The compound (100mg) obtained in example 13 and sodium chloride (900mg) were dissolved in distilled water for injection (about 80mL), and distilled water for injection was added to the resulting solution to a total amount of 100 mL. The diluted solution was sterilized by filtration, and then divided into 10 ampoules, which were sealed to prepare a preparation.

Industrial application:

as described above, the compound (1) of the present invention has an inhibitory effect on both cell adhesion and cell infiltration, and is useful as a medicament for preventing or treating allergy, asthma, rheumatism, arteriosclerosis, inflammation, Sjogren's syndrome and the like.

Claims

1. A cyclic amine compound represented by the following general formula (1), or a pharmaceutically acceptable salt thereof:

wherein the content of the first and second substances,

R¹，R²and R³Each independently represents a hydrogen atom, a halogen atom, a hydroxyl group, or C₁-C₈An alkoxy group;

W¹and W²Each independently represents N;

x represents NR⁴；

R⁴Represents a hydrogen atom, or C₁-C₈Alkyl radical, C₃-C₈Alkynyl, substituted or unsubstituted C₆-C₁₄Aryl, or C₆-C₁₄aryl-C₁-C₆Alkyl, aryl substituents are 1-3 groups or atoms selected from: c₁-C₈Alkyl radical, C₁-C₈Alkoxy, C substituted by 1 to 3 halogen atoms₁-C₈Alkoxy radical, C₁-C₈Alkylthio radical, C₁-C₈Alkylsulfinyl, halogen, trifluoromethyl and C₁-C₃An alkylenedioxy group; and

l, m and n each represent 0 or 1.

2. A compound according to claim 1 wherein X represents NR⁴And R⁴Represents substituted or unsubstituted C₆-C₁₄And (4) an aryl group.

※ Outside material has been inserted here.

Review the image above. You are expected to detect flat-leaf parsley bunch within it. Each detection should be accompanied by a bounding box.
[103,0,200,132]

3. A pharmaceutical composition comprising a compound of any one of claims 1-2 and a pharmaceutically acceptable carrier.

4. Use of a compound according to any one of claims 1-2 in the manufacture of a medicament for the treatment of a disease caused by cell adhesion and/or cell infiltration.

5. Use according to claim 4, characterized in that said diseases are selected from: allergies, asthma, inflammation, rheumatism, arteriosclerosis and Sjogren's syndrome.